Oligui et le grand coup de balai : quand la démocratie gabonaise fait de la figuration dans une comédie bien réglée

Assemblée Nationale acquise à sa cause après un scrutin aux irrégularités manifestes, Oligui Nguema comme avec la Constitution s’arroge tous les pouvoirs

Libreville, le 15 octobre 2025 – (Dépêches 241). À l’issue d’un scrutin dont la sérénité n’a eu d’égale que la prévisibilité du résultat, le Gabon vient de vivre un moment historique : la consécration du parti État-major et la transformation de l’opposition en figurants volontaires d’une pièce de théâtre dont ils n’avaient pas reçu le dernier acte. Sous le regard bienveillant d’un Général-Président qui mène la Ve République comme on mène une manœuvre militaire, les législatives et locales ont offert au monde le spectacle édifiant d’une démocratie sans accroc, ni suspense.

Le score, aussi massif qu’une forêt équatoriale après la saison des pluies, laisse pantois les observateurs les plus aguerris. L’armée des candidats du parti présidentiel a tout balayé sur son passage, des bureaux de vote de Libreville aux villages les plus reculés de l’intérieur, prouvant, s’il en était encore besoin, que la volonté populaire sait se montrer… raisonnable. Dans cette grande messe électorale, les urnes ont parlé, et elles ont dit « amen »

Paulette Missambo, dont la verve et l’élégance avaient un temps fait croire à un possible sursaut, se retrouve à compter les miettes d’un gâteau dont elle avait pourtant dessiné la recette.
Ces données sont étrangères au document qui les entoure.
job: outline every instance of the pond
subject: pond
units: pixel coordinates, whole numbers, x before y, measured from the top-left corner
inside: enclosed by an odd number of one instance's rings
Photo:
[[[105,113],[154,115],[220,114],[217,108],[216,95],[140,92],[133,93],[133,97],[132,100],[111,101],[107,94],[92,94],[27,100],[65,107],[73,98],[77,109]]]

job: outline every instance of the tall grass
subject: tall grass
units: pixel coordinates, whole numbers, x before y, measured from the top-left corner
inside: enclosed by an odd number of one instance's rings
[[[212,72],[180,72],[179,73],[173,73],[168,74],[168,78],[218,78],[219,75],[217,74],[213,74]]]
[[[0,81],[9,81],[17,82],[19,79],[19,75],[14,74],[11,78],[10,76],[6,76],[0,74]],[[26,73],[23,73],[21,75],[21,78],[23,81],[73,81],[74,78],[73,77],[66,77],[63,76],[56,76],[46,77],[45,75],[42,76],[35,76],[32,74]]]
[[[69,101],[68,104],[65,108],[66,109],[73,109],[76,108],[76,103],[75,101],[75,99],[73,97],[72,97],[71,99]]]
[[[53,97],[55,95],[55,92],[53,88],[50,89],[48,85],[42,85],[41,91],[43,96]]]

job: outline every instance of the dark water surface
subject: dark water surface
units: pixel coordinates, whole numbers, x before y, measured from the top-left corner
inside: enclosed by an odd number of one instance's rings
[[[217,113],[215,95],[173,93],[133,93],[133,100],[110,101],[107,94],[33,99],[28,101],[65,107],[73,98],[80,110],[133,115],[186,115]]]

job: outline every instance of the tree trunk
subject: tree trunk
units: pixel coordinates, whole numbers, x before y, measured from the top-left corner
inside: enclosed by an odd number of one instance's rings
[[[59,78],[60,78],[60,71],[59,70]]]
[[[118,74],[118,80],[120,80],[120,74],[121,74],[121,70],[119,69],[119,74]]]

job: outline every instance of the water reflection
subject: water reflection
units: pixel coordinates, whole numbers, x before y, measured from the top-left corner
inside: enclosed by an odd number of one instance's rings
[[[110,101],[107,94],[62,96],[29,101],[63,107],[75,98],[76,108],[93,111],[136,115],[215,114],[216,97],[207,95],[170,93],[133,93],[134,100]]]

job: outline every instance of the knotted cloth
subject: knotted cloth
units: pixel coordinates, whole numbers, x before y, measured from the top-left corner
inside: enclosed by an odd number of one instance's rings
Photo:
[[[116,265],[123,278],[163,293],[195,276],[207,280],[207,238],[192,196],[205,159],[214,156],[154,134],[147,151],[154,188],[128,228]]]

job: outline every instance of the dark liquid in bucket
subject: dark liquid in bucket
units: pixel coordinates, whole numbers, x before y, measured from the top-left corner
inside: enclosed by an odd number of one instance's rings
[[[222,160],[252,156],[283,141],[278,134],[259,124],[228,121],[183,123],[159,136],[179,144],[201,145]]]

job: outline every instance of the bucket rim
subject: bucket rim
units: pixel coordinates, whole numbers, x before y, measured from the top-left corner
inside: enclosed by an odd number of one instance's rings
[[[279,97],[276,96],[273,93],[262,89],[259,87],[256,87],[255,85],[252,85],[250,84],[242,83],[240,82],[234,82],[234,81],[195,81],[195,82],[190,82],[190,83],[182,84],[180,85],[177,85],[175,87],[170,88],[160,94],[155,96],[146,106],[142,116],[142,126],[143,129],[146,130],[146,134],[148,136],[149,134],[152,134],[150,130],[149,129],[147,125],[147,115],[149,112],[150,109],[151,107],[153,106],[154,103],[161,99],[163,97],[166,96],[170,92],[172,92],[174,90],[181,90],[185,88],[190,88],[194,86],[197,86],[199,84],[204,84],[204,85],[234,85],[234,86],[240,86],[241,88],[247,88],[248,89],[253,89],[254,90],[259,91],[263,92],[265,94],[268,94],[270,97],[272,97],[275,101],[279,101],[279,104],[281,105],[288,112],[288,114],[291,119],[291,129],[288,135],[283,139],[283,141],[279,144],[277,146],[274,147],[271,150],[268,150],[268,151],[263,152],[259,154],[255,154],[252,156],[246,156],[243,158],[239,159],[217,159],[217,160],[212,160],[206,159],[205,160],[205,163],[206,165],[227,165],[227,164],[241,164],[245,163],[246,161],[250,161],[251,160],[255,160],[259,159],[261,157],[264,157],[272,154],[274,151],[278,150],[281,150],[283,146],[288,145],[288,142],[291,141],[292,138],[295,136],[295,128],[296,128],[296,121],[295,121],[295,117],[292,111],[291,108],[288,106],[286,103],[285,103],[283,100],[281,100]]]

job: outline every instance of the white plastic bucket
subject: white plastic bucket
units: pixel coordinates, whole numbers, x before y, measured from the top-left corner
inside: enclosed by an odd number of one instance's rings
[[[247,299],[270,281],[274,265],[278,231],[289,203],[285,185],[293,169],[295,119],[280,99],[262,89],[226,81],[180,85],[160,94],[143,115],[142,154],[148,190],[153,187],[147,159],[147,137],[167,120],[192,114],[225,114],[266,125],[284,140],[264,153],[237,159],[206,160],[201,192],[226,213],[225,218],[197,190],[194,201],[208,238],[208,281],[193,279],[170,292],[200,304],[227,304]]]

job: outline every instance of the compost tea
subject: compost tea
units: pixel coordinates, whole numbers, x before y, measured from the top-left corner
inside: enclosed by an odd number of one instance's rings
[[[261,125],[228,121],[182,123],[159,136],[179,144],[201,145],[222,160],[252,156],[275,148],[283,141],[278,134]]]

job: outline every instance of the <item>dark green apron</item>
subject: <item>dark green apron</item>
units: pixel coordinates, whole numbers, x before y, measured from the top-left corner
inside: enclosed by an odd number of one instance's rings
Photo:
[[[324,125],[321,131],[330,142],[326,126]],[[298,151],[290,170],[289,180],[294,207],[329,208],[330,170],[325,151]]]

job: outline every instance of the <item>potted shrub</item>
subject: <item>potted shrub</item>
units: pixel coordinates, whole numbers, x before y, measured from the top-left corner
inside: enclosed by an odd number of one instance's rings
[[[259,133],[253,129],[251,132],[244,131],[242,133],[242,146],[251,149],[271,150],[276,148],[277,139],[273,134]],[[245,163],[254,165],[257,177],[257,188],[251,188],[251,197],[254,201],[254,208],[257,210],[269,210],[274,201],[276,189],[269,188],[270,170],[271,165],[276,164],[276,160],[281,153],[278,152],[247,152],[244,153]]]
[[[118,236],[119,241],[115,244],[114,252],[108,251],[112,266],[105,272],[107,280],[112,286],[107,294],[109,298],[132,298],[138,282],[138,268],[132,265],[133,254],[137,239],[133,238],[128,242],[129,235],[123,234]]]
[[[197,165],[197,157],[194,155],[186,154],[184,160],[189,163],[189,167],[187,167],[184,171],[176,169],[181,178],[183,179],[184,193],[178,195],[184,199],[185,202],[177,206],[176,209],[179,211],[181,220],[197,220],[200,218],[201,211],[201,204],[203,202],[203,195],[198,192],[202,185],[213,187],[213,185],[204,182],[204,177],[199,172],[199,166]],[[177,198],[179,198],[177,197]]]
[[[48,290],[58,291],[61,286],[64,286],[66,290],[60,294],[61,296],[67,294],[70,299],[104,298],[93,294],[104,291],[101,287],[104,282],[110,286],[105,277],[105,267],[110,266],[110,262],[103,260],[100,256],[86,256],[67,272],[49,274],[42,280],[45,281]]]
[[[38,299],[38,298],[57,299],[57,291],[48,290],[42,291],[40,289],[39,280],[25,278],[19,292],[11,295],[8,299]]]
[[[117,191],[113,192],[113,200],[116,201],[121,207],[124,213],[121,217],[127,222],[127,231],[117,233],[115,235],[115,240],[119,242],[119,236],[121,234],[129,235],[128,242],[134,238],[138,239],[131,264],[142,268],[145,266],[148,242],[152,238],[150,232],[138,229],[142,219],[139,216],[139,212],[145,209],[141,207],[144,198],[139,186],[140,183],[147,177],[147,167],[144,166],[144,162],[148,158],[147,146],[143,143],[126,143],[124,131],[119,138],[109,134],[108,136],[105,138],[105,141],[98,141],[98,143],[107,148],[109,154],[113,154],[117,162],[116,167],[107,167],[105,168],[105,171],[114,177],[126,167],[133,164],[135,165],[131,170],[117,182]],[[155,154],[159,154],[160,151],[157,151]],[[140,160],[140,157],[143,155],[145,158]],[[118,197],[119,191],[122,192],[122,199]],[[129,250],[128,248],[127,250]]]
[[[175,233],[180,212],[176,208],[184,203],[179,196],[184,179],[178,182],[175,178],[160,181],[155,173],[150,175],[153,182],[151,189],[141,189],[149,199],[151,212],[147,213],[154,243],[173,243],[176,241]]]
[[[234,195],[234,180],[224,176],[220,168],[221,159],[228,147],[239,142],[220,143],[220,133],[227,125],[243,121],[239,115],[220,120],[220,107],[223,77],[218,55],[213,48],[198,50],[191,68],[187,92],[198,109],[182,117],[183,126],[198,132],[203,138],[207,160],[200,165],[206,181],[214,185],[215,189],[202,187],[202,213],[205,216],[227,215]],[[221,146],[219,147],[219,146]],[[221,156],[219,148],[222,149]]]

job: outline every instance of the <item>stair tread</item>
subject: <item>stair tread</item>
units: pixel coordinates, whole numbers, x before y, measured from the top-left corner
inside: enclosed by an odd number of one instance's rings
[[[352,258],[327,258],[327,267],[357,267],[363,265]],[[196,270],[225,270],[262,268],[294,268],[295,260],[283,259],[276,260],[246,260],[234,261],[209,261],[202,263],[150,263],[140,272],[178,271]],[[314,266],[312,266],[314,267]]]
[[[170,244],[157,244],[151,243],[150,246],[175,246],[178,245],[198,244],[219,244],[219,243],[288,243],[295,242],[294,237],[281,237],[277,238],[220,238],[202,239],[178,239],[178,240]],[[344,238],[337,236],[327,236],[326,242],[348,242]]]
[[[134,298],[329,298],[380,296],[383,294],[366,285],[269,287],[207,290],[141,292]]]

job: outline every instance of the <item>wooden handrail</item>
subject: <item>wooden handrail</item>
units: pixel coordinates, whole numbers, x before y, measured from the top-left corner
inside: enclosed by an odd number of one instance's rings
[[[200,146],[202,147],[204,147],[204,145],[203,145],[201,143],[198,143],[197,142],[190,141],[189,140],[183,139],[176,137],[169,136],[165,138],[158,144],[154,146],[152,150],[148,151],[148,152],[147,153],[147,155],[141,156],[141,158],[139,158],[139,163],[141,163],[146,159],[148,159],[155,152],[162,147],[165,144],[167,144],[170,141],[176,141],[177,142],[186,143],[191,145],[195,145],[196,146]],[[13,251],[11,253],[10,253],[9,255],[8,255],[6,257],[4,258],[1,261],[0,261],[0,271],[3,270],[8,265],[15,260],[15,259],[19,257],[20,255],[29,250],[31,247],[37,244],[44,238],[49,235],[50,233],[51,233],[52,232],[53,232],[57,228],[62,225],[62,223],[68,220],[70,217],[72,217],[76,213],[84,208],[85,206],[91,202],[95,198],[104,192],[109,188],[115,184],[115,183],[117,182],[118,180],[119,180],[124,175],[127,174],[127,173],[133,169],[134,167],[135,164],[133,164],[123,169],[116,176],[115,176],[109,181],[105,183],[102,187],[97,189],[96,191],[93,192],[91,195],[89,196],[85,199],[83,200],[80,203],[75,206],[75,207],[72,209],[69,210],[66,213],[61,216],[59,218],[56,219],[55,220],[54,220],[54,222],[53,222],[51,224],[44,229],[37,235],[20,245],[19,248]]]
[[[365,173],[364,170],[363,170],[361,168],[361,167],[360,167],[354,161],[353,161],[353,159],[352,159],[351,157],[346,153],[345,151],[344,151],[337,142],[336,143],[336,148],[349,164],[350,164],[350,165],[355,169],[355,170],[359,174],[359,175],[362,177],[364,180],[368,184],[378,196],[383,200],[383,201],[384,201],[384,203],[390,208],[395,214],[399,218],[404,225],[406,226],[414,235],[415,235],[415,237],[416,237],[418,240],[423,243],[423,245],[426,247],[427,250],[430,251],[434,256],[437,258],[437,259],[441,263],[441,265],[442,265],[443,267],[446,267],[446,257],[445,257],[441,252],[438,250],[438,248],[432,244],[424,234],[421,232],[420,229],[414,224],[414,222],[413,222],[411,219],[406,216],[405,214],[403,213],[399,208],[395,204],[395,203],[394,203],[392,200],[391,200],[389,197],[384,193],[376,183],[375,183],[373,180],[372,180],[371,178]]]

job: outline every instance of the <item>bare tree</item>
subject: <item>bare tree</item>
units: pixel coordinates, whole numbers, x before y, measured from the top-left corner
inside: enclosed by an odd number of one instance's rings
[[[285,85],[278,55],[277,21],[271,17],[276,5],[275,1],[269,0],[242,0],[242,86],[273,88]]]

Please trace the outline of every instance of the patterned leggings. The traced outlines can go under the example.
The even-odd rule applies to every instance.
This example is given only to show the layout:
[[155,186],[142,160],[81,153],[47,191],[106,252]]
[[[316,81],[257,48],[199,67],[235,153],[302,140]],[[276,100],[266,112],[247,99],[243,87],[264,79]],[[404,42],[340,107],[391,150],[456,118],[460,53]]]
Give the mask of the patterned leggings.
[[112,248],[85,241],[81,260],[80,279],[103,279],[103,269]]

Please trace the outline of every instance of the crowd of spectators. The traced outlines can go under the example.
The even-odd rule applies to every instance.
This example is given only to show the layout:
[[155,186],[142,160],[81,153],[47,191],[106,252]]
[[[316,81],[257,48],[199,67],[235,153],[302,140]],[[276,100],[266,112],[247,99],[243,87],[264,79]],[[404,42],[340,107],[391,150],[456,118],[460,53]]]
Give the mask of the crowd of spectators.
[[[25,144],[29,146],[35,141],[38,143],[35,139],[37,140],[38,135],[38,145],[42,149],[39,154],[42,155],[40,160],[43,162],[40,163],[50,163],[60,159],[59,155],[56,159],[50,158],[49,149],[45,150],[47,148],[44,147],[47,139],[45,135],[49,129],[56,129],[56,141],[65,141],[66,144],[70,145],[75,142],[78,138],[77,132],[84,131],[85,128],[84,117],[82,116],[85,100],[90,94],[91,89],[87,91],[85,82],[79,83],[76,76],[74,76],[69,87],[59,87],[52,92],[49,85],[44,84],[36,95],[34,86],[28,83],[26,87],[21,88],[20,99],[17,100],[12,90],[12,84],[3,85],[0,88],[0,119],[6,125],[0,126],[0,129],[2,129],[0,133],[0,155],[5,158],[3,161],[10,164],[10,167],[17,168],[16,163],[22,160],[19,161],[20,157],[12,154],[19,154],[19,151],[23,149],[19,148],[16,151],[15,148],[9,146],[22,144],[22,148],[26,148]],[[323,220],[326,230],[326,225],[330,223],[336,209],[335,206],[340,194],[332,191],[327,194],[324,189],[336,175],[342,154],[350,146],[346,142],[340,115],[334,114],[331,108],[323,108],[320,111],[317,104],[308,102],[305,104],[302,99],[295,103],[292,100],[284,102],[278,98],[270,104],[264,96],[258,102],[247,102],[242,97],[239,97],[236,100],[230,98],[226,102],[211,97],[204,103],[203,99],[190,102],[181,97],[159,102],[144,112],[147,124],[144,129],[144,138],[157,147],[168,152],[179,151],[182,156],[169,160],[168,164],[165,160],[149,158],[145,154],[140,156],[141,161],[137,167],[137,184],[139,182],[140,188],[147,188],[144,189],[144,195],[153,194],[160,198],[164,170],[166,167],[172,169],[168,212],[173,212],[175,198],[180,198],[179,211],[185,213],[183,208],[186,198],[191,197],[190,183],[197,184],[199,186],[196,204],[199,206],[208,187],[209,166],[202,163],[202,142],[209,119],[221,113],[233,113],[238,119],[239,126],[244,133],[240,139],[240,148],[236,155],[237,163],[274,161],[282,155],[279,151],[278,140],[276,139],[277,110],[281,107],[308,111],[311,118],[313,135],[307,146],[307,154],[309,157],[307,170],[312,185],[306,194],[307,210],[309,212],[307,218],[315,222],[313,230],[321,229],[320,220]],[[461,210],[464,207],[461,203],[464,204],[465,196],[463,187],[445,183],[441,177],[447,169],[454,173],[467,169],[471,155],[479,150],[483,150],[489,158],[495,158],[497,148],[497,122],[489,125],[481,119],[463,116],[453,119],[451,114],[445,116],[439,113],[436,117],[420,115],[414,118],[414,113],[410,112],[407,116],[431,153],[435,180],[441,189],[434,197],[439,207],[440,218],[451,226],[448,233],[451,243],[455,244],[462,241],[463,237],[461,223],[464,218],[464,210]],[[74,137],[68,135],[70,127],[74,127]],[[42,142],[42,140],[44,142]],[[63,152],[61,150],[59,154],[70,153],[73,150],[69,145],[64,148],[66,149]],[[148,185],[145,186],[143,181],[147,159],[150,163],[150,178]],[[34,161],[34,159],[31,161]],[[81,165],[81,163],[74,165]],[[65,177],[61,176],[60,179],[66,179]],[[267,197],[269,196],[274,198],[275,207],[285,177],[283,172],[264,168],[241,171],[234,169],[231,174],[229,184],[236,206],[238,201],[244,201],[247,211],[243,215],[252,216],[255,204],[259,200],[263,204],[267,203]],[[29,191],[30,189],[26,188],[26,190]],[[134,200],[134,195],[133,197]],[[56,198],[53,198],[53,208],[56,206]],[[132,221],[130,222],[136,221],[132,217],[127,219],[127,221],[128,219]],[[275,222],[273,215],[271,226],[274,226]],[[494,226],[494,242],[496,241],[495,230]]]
Son parti, présent sur tout le territoire, a découvert à ses dépens qu’il est difficile de rivaliser avec une machine électorale aussi bien huilée que le moteur d’une voiture de fonction. La dame de fer de l’opposition semble avoir été renvoyée à son statut de spectatrice, condamnée à commenter depuis les gradins un match aux irrégularités manifestes dont les dés étaient jetés depuis longtemps.

Alexandre Barro Chambrier, l’économiste au verbe précis et aux costumes impeccables, a quant à lui appris une douloureuse leçon de mathématiques politiques : les pourcentages de croissance théorique pèsent bien peu face aux majorités absolues concrètes. Lui qui pensait incarner l’alternative technocratique et raisonnable découvre que la raison d’État a ses propres calculs, bien plus implacables que ceux des manuels d’économie.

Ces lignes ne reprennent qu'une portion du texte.